The Abraham Accords, the U.S.-sponsored alliance between Israel and several Arab states, were supposed to get the United States out of the Middle East. At least, that's what many conservative proponents argued.
In 2020, neoconservative writer Michael Doran argued in Tablet magazine that the accords were an agreement to "step up and bear more of the burden so that America can step back." Two years later, the hawkish Washington Institute for Near East Affairs claimed that the accords were allowing Washington "to gradually withdraw from the Middle East to focus its efforts and resources on the Pacific Ocean, the rise of China, and the consequences of the Russian invasion of Ukraine."
Sen. J.D. Vance (R–Ohio) has even made this strategy a large part of his foreign policy pitch. A few months before being nominated as former President Donald Trump's running mate, Vance told the antiwar Quincy Institute for Responsible Statecraft that "combining the Abraham Accords approach with the enduring defeat of Hamas" will ensure that "Israel, with the Sunni nations, can actually police their region of the world. That allows us to spend less time and less resources in the Middle East."
That's not how former Trump administration official Jared Kushner, a key architect of the accords, sees it. Over the weekend, he posted an essay to social media arguing that the United States should build on the "Abraham Accords breakthrough" by backing an Israeli war in Lebanon, and hinted that the time is ripe for a wider U.S. war. "Iran is now fully exposed," he wrote, adding that "it's not only Israel's fight."
Of course, the Trump administration has never pretended that the Abraham Accords were meant to allow U.S. disengagement; then-Secretary of State Mike Pompeo bragged about unlocking more "defense cooperation." The Biden administration itself promised a permanent U.S. military commitment to Abraham Accords member Bahrain in order to entice Saudi Arabia to join the alliance.
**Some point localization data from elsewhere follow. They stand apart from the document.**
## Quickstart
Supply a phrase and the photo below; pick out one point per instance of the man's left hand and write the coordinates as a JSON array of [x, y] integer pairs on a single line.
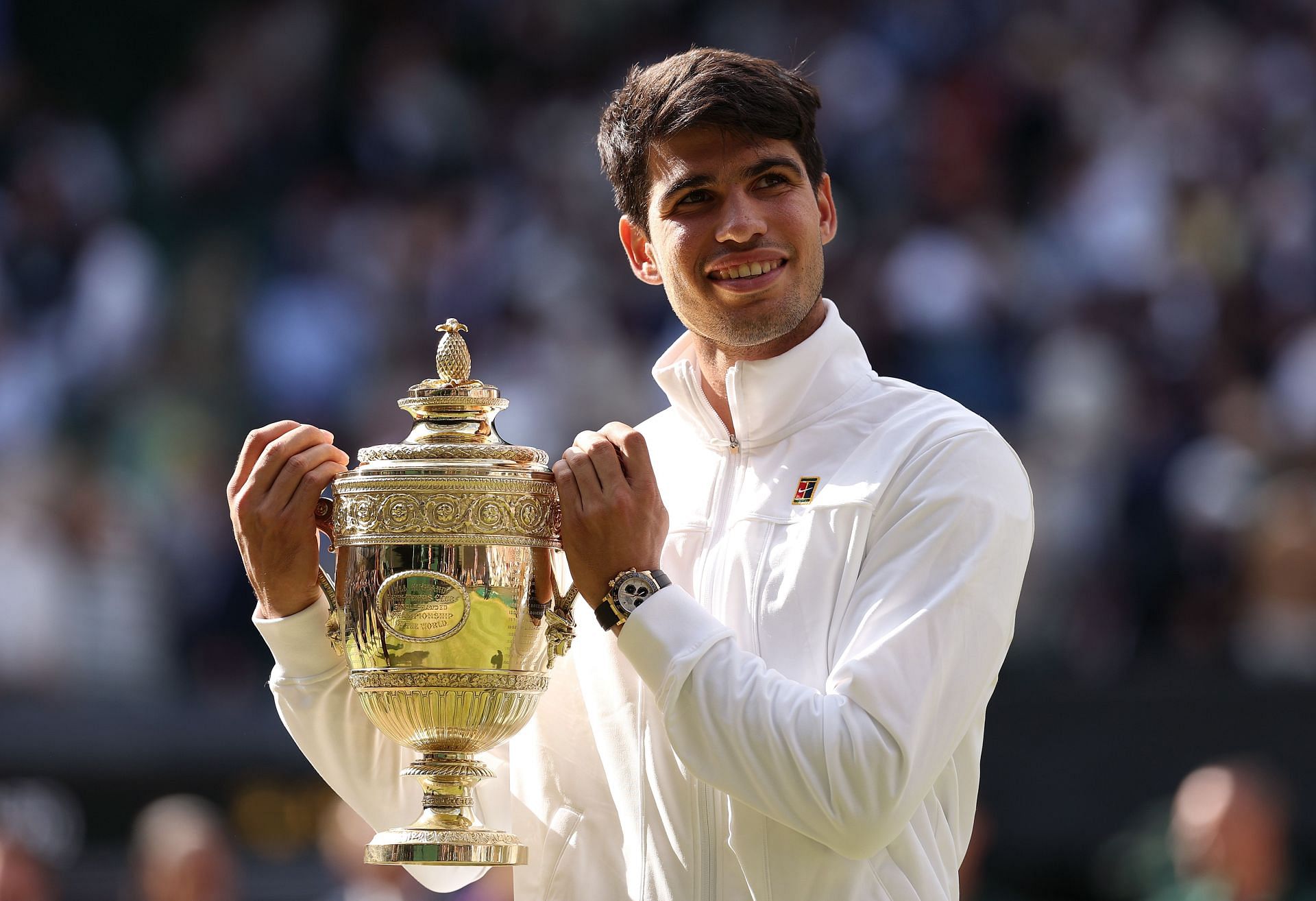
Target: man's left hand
[[612, 516]]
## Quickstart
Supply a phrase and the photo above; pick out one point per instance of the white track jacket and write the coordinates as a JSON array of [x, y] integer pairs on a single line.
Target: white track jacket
[[801, 714]]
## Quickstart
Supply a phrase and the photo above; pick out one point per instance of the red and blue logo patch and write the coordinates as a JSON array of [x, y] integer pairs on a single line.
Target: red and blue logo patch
[[805, 492]]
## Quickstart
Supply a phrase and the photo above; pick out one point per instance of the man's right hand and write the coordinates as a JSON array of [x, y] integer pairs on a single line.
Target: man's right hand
[[273, 494]]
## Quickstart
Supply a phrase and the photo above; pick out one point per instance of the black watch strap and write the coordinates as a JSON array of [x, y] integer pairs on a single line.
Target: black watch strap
[[607, 614]]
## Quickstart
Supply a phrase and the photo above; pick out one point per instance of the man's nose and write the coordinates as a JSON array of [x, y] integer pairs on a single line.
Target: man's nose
[[742, 221]]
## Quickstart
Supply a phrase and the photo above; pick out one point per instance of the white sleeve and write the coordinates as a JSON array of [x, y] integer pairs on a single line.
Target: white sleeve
[[360, 763], [921, 647]]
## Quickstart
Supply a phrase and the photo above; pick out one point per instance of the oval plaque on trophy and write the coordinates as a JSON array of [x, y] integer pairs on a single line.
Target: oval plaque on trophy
[[419, 605]]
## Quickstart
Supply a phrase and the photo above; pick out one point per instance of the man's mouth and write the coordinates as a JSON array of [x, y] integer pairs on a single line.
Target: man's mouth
[[745, 270]]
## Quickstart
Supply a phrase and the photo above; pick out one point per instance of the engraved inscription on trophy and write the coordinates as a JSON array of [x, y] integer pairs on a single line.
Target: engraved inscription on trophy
[[420, 605]]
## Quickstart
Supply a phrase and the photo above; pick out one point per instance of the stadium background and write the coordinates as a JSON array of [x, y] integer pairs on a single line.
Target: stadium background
[[1091, 221]]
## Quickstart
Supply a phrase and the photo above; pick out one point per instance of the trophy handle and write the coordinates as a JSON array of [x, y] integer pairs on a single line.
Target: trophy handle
[[324, 522]]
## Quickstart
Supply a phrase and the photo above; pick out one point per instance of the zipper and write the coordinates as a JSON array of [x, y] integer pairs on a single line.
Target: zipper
[[714, 575]]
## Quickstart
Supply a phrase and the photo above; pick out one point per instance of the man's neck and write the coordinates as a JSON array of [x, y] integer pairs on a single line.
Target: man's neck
[[716, 359]]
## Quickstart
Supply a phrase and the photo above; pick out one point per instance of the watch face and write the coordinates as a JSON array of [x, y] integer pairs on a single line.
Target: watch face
[[633, 589]]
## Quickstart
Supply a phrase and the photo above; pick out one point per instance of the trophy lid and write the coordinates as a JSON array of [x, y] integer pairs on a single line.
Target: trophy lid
[[453, 416]]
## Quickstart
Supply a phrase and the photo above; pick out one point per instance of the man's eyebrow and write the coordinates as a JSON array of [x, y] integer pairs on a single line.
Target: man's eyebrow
[[700, 180], [772, 163], [685, 184]]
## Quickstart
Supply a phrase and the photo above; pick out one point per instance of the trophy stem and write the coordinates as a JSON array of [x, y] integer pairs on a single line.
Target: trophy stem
[[446, 832]]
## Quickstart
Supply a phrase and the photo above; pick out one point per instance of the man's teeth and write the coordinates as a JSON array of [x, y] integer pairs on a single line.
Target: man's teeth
[[746, 270]]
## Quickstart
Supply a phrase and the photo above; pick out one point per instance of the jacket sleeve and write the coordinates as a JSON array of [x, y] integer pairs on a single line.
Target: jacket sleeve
[[360, 763], [921, 645]]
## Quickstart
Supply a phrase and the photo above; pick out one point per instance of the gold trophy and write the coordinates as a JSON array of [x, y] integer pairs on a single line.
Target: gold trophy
[[446, 603]]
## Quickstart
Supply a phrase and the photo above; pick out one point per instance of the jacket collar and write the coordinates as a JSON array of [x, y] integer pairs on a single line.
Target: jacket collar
[[769, 398]]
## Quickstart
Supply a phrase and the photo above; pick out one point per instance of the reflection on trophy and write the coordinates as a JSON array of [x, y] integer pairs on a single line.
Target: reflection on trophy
[[446, 603]]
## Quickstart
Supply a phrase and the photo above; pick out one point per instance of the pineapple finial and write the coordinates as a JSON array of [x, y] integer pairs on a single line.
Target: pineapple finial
[[453, 360]]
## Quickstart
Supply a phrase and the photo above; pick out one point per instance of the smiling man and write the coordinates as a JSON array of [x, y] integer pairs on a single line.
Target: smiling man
[[805, 573]]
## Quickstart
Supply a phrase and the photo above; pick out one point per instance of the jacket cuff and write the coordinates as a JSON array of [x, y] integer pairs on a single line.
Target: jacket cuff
[[666, 636], [299, 645]]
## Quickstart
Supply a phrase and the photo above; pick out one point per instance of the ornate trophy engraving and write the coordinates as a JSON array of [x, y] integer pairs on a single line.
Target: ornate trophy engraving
[[445, 601]]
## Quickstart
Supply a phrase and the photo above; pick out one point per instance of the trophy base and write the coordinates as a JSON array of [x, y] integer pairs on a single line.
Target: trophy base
[[469, 848]]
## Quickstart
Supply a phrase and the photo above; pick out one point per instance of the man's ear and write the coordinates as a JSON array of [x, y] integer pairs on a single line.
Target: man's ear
[[827, 210], [644, 264]]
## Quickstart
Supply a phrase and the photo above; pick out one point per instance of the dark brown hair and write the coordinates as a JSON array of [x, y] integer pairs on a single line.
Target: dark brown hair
[[703, 88]]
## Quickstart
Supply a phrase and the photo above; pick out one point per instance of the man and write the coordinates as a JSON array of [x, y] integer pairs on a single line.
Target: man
[[801, 712]]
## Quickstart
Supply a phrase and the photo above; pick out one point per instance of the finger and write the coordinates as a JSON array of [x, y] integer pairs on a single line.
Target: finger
[[569, 496], [296, 467], [256, 442], [635, 452], [607, 464], [280, 450], [303, 505], [586, 476]]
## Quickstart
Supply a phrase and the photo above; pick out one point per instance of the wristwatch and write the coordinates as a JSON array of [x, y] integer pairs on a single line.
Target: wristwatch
[[626, 592]]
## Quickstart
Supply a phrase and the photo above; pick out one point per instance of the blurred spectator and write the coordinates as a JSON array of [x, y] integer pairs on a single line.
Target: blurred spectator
[[181, 851], [23, 875], [1277, 630], [1230, 837]]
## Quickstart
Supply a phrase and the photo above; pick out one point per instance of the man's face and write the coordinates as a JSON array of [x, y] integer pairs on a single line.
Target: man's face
[[720, 208]]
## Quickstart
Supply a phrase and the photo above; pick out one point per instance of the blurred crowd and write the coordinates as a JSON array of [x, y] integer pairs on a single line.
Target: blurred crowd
[[1091, 221]]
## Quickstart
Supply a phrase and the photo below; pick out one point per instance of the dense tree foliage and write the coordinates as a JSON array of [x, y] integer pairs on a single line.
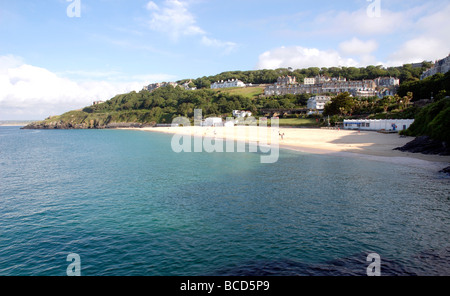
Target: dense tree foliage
[[437, 86], [433, 120], [404, 73]]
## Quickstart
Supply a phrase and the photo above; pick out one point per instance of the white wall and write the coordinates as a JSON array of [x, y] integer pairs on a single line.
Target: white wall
[[377, 124]]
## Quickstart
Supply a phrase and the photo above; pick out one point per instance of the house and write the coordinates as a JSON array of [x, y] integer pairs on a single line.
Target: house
[[154, 86], [318, 102], [394, 125], [286, 80], [241, 114], [213, 121], [227, 84], [187, 87]]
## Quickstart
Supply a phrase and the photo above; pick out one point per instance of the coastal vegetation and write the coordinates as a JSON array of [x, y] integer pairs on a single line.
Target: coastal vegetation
[[161, 106]]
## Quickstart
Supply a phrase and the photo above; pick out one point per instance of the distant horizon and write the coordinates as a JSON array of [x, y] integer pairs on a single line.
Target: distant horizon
[[62, 55]]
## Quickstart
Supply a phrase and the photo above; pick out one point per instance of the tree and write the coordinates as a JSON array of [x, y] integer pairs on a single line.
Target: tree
[[341, 104]]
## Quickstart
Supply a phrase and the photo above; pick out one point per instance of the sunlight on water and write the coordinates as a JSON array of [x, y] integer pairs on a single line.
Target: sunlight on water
[[128, 205]]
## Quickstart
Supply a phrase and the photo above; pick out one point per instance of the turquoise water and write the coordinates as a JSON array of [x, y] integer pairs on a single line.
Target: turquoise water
[[128, 205]]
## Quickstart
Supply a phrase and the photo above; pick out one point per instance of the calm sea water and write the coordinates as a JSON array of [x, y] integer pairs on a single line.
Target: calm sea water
[[128, 205]]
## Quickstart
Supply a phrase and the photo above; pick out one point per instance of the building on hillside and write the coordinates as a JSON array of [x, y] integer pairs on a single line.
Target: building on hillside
[[154, 86], [318, 102], [187, 87], [241, 114], [286, 80], [213, 121], [227, 84], [393, 125], [441, 66], [323, 84], [387, 81]]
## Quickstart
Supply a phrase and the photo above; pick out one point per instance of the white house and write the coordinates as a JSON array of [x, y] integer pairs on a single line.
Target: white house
[[213, 121], [378, 124], [441, 66], [238, 113], [318, 102], [227, 84]]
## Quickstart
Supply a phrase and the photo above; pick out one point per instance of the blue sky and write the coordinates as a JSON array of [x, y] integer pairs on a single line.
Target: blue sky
[[51, 63]]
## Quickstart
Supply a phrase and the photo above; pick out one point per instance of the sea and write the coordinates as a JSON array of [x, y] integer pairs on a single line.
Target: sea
[[127, 205]]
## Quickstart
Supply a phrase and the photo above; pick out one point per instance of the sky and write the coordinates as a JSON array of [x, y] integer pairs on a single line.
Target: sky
[[61, 55]]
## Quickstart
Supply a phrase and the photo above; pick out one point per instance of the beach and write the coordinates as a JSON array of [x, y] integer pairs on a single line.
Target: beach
[[318, 141]]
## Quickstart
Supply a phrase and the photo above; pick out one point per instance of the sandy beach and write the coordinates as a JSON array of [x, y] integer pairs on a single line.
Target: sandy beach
[[312, 140]]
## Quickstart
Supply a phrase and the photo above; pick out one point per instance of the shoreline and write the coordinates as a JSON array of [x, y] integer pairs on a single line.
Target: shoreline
[[365, 144]]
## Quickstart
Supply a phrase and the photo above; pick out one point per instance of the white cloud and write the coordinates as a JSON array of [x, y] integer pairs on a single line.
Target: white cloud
[[227, 46], [152, 6], [29, 92], [173, 19], [301, 57], [356, 46]]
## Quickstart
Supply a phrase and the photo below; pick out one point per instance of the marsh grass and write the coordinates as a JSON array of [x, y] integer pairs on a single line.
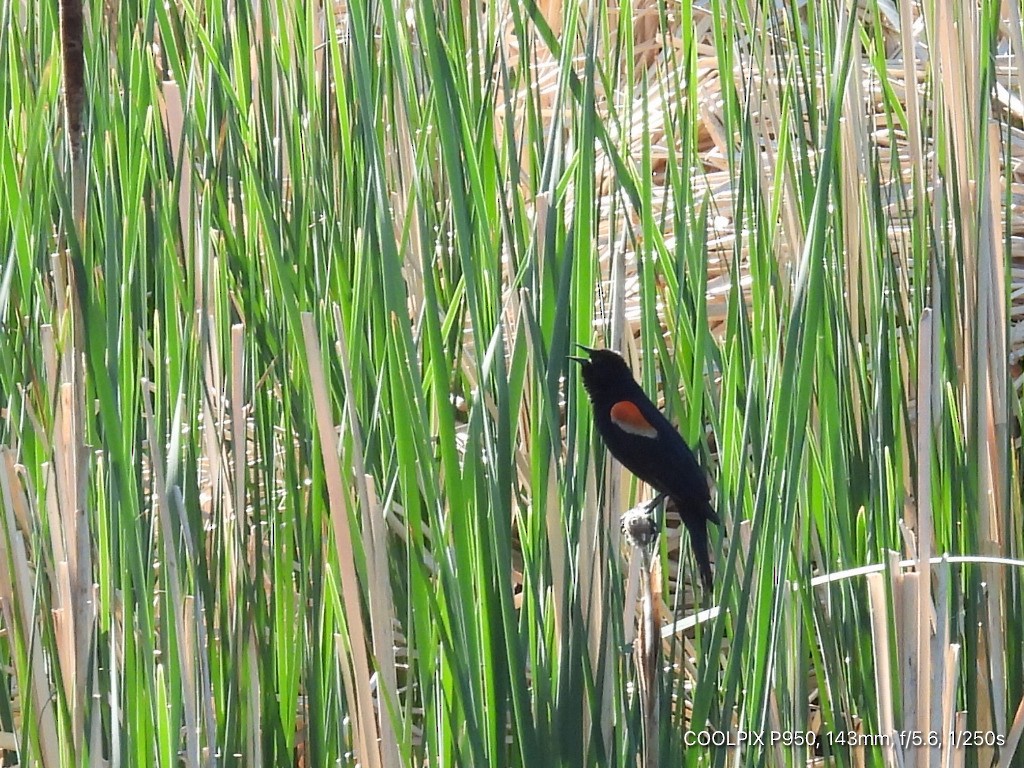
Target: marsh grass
[[342, 498]]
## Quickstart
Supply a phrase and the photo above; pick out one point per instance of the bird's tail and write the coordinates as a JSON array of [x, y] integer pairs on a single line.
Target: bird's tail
[[698, 543]]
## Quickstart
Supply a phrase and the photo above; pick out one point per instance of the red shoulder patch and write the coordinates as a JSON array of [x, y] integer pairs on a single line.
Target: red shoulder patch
[[628, 418]]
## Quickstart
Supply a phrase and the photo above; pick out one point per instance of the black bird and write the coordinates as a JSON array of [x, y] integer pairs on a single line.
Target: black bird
[[643, 440]]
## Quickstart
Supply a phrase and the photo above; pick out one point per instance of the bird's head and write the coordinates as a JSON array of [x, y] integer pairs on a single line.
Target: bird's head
[[604, 372]]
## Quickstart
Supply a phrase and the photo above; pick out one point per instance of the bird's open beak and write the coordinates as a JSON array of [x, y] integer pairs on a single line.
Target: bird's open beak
[[582, 360]]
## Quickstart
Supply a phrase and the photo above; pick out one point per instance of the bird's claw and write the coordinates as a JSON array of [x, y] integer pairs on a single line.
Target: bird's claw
[[640, 526]]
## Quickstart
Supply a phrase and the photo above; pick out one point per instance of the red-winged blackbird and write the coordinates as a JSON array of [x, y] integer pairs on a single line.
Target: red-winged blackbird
[[643, 440]]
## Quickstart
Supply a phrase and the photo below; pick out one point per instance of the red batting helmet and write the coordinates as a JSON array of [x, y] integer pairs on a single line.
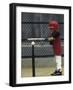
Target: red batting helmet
[[53, 25]]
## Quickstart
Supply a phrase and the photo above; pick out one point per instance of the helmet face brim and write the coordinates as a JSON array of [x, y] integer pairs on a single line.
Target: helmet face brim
[[53, 25]]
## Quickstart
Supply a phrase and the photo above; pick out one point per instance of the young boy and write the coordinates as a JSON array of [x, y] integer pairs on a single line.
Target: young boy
[[56, 43]]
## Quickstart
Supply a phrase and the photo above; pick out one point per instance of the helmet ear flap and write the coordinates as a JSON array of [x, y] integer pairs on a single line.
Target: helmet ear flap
[[53, 25]]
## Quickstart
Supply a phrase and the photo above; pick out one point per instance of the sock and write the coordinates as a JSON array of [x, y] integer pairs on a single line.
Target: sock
[[58, 62]]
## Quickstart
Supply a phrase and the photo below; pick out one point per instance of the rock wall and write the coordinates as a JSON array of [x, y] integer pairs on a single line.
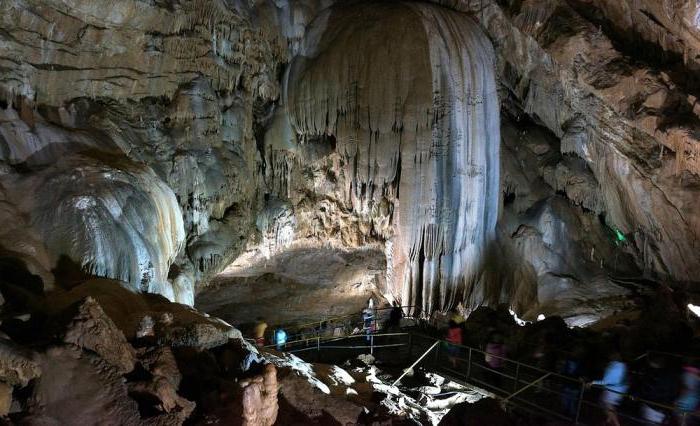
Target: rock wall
[[159, 141], [132, 127], [432, 137]]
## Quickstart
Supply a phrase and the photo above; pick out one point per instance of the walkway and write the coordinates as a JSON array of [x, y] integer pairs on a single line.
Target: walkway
[[521, 387]]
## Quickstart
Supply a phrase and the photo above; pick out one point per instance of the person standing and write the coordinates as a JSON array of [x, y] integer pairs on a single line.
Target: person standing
[[454, 340], [659, 385], [689, 400], [495, 353], [259, 332], [368, 320], [615, 383], [395, 316], [280, 339]]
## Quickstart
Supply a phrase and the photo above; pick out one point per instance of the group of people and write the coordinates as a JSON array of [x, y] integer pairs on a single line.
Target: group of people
[[259, 329], [656, 386]]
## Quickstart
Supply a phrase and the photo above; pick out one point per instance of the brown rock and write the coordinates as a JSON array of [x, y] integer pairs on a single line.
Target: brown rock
[[5, 399], [259, 398], [92, 329], [17, 367], [79, 387]]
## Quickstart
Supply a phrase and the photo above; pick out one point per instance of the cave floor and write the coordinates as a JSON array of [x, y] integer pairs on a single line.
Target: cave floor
[[297, 285]]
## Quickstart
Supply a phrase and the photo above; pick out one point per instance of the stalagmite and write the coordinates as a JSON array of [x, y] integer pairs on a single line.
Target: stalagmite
[[408, 91]]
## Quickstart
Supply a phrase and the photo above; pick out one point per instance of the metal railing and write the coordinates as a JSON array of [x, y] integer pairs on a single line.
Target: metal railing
[[328, 326], [531, 388], [518, 385]]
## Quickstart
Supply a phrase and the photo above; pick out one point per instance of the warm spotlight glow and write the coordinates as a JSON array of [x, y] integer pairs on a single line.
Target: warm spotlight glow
[[694, 309]]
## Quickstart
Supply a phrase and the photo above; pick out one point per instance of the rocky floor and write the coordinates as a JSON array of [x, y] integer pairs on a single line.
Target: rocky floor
[[299, 284]]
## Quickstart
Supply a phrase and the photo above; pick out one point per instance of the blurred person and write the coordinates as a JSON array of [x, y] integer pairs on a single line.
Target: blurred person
[[615, 383], [259, 331], [454, 339]]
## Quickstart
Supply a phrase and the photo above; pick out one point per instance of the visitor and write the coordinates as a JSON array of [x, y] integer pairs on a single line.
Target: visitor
[[280, 339], [454, 340], [395, 316], [615, 383], [368, 321], [571, 390], [495, 353], [689, 400], [259, 332], [457, 315], [658, 386], [543, 357]]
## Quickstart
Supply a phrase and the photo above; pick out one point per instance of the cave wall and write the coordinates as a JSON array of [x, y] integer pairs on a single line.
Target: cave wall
[[162, 140], [132, 126]]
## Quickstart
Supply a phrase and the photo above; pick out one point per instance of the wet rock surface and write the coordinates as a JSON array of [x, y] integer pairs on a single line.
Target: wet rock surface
[[269, 157]]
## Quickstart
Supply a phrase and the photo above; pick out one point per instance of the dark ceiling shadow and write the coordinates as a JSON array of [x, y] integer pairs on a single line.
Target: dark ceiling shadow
[[68, 273]]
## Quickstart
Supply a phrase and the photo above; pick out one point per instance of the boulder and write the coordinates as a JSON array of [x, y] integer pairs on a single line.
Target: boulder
[[92, 329]]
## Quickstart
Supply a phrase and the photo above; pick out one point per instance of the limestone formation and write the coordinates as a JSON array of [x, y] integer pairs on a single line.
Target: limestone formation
[[418, 117], [159, 143], [92, 329]]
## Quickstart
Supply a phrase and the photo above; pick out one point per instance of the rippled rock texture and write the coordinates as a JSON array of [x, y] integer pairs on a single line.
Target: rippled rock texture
[[157, 143]]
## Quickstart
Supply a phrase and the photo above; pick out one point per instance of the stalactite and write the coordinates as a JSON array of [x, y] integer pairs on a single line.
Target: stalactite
[[408, 91]]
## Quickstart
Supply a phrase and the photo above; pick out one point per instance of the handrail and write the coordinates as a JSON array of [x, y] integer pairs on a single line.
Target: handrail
[[510, 399], [551, 373], [297, 326]]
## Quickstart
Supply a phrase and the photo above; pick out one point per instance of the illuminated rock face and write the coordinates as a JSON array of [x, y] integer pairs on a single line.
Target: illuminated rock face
[[408, 92]]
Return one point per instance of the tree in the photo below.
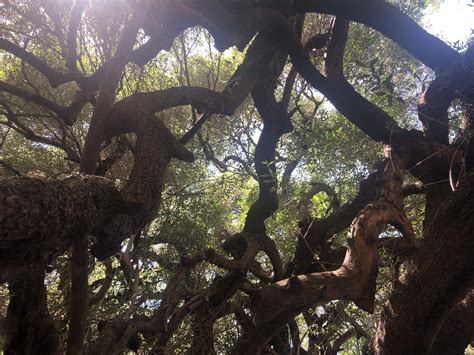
(94, 82)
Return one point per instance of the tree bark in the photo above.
(30, 327)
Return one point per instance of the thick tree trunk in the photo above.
(444, 270)
(30, 327)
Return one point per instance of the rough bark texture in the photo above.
(430, 310)
(30, 327)
(410, 327)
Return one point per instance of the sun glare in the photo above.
(452, 21)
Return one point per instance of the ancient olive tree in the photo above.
(89, 80)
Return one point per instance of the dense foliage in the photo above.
(171, 284)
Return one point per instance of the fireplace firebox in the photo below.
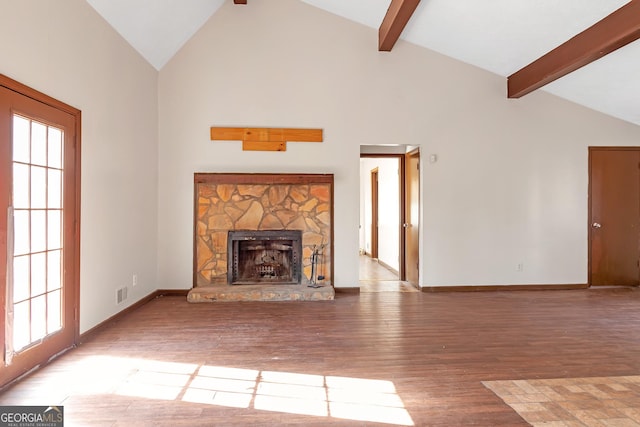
(264, 257)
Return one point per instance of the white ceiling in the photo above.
(500, 36)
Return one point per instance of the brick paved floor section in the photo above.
(573, 402)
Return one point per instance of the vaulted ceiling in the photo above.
(501, 36)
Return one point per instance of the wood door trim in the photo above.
(72, 206)
(402, 207)
(374, 212)
(592, 149)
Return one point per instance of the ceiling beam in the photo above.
(394, 21)
(613, 32)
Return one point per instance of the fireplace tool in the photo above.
(317, 251)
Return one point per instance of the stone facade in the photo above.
(261, 202)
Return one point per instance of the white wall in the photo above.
(65, 49)
(388, 216)
(510, 185)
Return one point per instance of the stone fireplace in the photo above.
(262, 233)
(268, 257)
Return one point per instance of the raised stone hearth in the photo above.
(252, 206)
(260, 293)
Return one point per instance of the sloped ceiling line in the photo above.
(605, 36)
(394, 21)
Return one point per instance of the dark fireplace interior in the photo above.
(264, 257)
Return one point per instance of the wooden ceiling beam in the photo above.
(394, 21)
(613, 32)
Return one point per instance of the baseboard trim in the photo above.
(88, 335)
(351, 290)
(504, 288)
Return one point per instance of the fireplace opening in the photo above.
(264, 257)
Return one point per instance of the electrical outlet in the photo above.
(121, 295)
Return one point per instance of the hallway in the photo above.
(374, 277)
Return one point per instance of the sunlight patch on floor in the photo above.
(358, 399)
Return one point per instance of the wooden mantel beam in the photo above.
(613, 32)
(265, 139)
(394, 21)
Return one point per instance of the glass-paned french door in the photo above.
(38, 228)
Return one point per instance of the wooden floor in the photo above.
(424, 359)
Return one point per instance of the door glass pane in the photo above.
(38, 188)
(54, 229)
(21, 186)
(21, 240)
(38, 144)
(53, 311)
(21, 325)
(54, 268)
(38, 317)
(38, 225)
(38, 230)
(38, 274)
(21, 143)
(54, 189)
(21, 283)
(55, 148)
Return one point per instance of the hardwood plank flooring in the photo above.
(368, 359)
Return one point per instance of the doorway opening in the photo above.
(383, 229)
(39, 228)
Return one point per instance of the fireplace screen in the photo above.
(264, 257)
But Kushner's essay moves the goalposts from a defensive commitment to an offensive one. It's now hard to pretend that the vision is anything less than a regime change campaign on the scale that old-fashioned neoconservatives could only dream of.
Kushner wrote his essay in response to the Israeli assassination of Hezbollah commander Hassan Nasrallah. Hezbollah, a Lebanese militia backed by Iran, had been engaged in a low-grade border war with Israel for the past year. Israel decided to assassinate Nasrallah after he kept demanding an end to the Israeli war in Gaza in exchange for a ceasefire in Lebanon, an Israeli official told NBC.
The Israeli army is now beginning a ground incursion into Lebanon, after the Biden administration reportedly talked Israel out of a full-on ground invasion. However, Israeli Prime Minister Benjamin Netanyahu has hinted at even larger plans, calling Nasrallah's assassination "Operation New Order" and stating that the fall of the Iranian government "will come a lot sooner than people think."
Nasrallah's assassination "is significant because Iran is now fully exposed. The reason why their nuclear facilities have not been destroyed, despite weak air defense systems, is because Hezbollah has been a loaded gun pointed at Israel," Kushner wrote. "The right move now for America would be to tell Israel to finish the job. It's long overdue. And it's not only Israel's fight," he added.
Kushner added that Iran is the "main issue between Lebanon and Israel" and brought up Hezbollah's role in killing U.S. Marines in 1983, during the last U.S. military intervention in Lebanon.
That incident, of course, demonstrates exactly why Kushner's vision might not go as planned. In 1982, before Hezbollah existed, Israel invaded Lebanon to root out Palestinian guerrillas. Israeli Defense Minister Ariel Sharon envisioned an operation aimed at "transforming Lebanon into a reliable ally," assassinating Palestinian leadership, expelling Palestinians, and eventually overthrowing the government of Jordan, according to Rise and Kill First by Ronen Bergman.
After Israeli forces stormed Beirut, the Lebanese capital, they successfully installed their ally, Bachir Gemayel, as prime minister and forced the Palestine Liberation Organization to withdraw from the country. (U.S. Marines were sent to oversee the Palestinian withdrawal.) But Gemayel was assassinated by one of his own countrymen, and a new militia called Hezbollah emerged to fight both the Israeli and U.S. presence.
Kushner's reference to Iranian nuclear sites points to another, greater danger. As of this spring, the U.S. government believes that Iran could build a nuclear bomb within several months but has not yet made the decision to do so. The Israeli attacks on Hezbollah and the hints that more is coming have almost certainly changed Iran's calculations.
It's a given that any military campaign against the Iranian nuclear program would require direct U.S. involvement, since Israel could not do it alone, as former Israeli Prime Minister Ehud Barak and retired Israeli military analyst Danny Citrinowicz point out. Iranian nuclear facilities are hardened and scattered throughout the country; only the United States has enough aircraft, air bases within range, and bunker-busting bombs to hit all of these sites.
The U.S. president may very soon face a choice between allowing Iran to build a nuclear bomb or bombing Iran, a prospect that suits Kushner, Pompeo, and Netanyahu well. The question for Trump and Vance is whether they support this vision, too.